Hi, Could someone help me with the quadratic approximation of x ln x? I've checked the solutions but still don't really understand. it says to substitute 1 + h, but once I do, I'm not certain how to differentiate that, nor the other steps. It's from problem set 3 (2A-12E). Thanks!
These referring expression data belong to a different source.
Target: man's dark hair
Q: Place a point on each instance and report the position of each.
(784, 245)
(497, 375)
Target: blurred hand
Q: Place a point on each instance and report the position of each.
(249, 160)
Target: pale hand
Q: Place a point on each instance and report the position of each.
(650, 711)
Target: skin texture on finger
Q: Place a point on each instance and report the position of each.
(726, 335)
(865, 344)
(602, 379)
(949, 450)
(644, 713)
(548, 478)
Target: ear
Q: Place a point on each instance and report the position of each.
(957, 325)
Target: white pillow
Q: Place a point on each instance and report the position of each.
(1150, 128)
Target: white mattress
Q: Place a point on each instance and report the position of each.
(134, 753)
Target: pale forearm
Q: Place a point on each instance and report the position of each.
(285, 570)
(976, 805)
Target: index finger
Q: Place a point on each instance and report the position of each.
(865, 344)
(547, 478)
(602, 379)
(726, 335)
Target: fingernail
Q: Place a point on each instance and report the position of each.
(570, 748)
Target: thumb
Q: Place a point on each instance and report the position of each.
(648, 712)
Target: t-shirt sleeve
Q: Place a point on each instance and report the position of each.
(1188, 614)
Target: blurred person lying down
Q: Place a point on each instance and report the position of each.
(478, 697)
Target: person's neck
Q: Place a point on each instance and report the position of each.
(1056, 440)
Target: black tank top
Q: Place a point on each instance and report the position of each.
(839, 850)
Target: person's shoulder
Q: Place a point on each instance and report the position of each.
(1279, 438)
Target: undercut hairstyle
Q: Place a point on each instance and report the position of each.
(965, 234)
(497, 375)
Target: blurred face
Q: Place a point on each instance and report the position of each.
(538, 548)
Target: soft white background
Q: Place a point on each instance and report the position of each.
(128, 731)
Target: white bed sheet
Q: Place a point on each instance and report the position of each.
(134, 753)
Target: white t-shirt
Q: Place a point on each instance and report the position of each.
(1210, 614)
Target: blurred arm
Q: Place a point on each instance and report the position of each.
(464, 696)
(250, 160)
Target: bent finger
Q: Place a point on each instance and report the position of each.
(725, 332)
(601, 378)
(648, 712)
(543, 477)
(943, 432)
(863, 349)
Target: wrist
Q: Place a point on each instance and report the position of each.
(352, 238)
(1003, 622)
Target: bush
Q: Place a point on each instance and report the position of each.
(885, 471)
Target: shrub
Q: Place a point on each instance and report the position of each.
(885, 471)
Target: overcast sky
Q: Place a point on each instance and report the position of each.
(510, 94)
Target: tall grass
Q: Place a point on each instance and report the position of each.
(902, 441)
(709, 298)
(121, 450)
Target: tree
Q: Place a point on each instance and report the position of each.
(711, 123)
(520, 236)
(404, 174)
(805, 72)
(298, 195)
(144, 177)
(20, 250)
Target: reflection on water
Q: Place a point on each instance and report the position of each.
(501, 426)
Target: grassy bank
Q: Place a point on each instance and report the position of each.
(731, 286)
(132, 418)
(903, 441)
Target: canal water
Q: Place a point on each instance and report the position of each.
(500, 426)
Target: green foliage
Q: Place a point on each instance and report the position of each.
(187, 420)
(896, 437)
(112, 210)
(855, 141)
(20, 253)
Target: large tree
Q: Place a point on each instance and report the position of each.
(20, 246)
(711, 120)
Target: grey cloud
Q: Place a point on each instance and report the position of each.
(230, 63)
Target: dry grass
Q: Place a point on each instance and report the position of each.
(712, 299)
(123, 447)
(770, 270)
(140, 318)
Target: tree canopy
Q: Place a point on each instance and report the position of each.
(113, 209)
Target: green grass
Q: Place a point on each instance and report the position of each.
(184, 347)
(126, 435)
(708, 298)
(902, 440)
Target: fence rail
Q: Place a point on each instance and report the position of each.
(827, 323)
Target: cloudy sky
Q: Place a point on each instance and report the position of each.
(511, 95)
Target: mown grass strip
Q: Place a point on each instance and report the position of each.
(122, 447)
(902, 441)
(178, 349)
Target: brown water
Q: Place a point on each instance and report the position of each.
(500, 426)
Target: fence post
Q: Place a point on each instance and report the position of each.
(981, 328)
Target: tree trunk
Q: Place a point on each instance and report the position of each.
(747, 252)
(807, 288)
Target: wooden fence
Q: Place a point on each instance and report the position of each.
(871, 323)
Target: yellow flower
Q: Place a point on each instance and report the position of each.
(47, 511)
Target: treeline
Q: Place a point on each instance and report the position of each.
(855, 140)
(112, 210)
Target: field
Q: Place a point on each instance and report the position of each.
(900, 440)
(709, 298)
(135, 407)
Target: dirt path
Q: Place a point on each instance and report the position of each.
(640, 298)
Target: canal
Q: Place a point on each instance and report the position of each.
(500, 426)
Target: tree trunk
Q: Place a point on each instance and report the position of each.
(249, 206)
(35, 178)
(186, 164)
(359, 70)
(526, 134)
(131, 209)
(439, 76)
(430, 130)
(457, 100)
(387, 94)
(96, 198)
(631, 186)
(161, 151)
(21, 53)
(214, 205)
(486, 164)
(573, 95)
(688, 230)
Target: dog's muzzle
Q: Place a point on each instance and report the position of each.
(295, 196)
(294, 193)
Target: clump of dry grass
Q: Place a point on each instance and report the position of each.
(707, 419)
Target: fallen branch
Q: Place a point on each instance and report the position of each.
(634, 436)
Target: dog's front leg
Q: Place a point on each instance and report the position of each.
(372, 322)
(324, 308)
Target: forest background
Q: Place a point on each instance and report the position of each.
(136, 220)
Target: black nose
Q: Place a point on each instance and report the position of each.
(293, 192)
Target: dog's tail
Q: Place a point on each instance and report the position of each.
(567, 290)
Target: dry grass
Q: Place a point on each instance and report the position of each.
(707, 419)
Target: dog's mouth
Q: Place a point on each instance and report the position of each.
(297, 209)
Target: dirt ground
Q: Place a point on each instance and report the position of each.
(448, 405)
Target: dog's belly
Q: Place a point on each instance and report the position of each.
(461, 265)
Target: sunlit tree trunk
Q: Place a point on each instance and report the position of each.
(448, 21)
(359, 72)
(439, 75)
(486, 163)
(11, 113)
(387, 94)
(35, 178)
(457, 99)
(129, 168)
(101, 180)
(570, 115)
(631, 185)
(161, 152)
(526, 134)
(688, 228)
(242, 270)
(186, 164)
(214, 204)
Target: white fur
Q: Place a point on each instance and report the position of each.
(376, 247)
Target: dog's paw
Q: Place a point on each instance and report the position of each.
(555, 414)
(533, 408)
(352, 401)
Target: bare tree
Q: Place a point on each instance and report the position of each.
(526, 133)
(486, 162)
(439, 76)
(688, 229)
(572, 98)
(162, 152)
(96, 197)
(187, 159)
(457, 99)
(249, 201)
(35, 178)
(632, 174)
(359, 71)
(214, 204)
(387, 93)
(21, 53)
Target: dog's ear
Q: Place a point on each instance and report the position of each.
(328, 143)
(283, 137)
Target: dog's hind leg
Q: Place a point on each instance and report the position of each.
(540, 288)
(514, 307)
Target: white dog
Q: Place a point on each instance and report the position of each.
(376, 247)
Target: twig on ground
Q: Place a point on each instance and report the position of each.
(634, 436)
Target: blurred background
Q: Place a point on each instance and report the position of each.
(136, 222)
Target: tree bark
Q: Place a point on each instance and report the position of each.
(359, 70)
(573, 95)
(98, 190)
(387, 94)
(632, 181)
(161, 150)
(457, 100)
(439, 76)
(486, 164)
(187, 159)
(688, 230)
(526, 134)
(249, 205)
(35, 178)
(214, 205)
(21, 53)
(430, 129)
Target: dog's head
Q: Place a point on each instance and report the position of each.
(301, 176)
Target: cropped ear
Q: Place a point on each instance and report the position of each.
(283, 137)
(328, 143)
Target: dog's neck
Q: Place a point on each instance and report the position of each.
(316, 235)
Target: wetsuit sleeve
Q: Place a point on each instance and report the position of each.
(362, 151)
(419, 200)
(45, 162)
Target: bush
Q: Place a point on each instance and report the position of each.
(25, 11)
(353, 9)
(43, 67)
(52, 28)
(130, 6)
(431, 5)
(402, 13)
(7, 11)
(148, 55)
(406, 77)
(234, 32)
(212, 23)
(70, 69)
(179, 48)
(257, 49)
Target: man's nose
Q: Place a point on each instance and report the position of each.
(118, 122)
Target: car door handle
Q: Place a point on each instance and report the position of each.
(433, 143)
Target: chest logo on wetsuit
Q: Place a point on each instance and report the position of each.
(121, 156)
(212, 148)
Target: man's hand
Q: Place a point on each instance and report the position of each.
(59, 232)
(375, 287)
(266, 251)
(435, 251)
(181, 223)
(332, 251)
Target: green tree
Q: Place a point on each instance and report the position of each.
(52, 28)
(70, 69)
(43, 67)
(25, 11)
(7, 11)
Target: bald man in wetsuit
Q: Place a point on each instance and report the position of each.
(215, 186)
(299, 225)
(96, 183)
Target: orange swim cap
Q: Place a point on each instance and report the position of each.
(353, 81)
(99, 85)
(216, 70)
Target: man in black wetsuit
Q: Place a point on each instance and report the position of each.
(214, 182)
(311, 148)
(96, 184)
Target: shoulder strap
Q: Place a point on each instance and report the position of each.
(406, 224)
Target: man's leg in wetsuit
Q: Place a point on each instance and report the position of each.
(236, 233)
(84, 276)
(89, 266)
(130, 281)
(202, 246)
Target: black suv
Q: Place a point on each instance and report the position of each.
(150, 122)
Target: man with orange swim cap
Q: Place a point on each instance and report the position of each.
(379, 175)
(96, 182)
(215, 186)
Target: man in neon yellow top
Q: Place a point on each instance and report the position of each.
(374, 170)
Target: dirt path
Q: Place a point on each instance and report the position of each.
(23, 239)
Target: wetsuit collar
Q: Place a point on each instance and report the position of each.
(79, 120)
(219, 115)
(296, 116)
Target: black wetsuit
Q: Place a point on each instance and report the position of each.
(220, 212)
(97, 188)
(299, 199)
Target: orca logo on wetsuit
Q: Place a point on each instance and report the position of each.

The quadratic approximation is \[ f(x) = f(x_0) + f'(x_0)(x - x_0) + \frac{1}{2} f''(x_0) (x - x_0)^2 \] For your problem, we want to approximate the function \[ f(x) = x \ln(x) \] in the vicinity of x=1. That means we want to use \(x_0 = 1 \) in the approximation formula (which is the first 3 terms in a Taylor Series expansion). From the formula, you see we need \(x_0 \) (good, we have it, as 1), we need \( f(x_0) = f(1) \), which we can do. and we need the first and second derivatives of f(x), evaluated at x=1
we can work through the formula and get the result. (we would need to use the product rule to find the derivative of x lnx ) In the posted answer, they took a slightly different approach (apparently to avoid taking the derivative of a product ) they said, let x be 1+ h then \[ f(x) = x \ln(x) \rightarrow f(x)= (1+h) \ln(1+h) \] now they used the quadratic approximation formula to approximate *only* the ln part in other words, evaluate about \( x_0=1\) we get \[ \ln(x) \approx \ln(1) + \frac{1}{x}\bigg|_{x=1} (x-1) + -\frac{1}{2}\frac{1}{x^2}\bigg|_{x=1}(x-1)^2 \\ \ln(x) \approx (x-1) - \frac{(x-1)^2}{2} \] or, if we use x= 1+h, \[ \ln(x) \approx h - h^2/2 \] using this approximation in \[ f(x) = x \ln(x) \approx (1+h)(h - h^2/2) \] multiply this out to get \[ x \ln(x) \approx h - h^2/2 +h^2 - h^3/2 \] Combine like terms, but only keep powers of 2 (h^3 is higher order than quadratic): \[ x \ln(x) \approx h +h^2/2 \] or , putting back (x-1) for h \[ x \ln(x) \approx (x-1) +\frac{(x-1)^2}{2} \]
Looking at the pdf that went along with Section 25 http://ocw.mit.edu/courses/mathematics/18-01sc-single-variable-calculus-fall-2010/unit-2-applications-of-differentiation/part-a-approximation-and-curve-sketching/session-25-introduction-to-quadratic-appoximation/MIT18_01SCF10_Ses25a.pdf I see another reason they said let x= 1+ h in the pdf they show \[ \ln(1+x) \approx x + \frac{x^2}{2} \] pattern match that to immediately get \[ \ln(1+h) \approx h + \frac{h^2}{2} \] so just use that result in \[ x \ln x \approx (1+h) \left( h + \frac{h^2}{2} \right) \] expand, combine like terms, and drop all terms with exponents greater than 2. and then replace h with (x-1) to get their answer.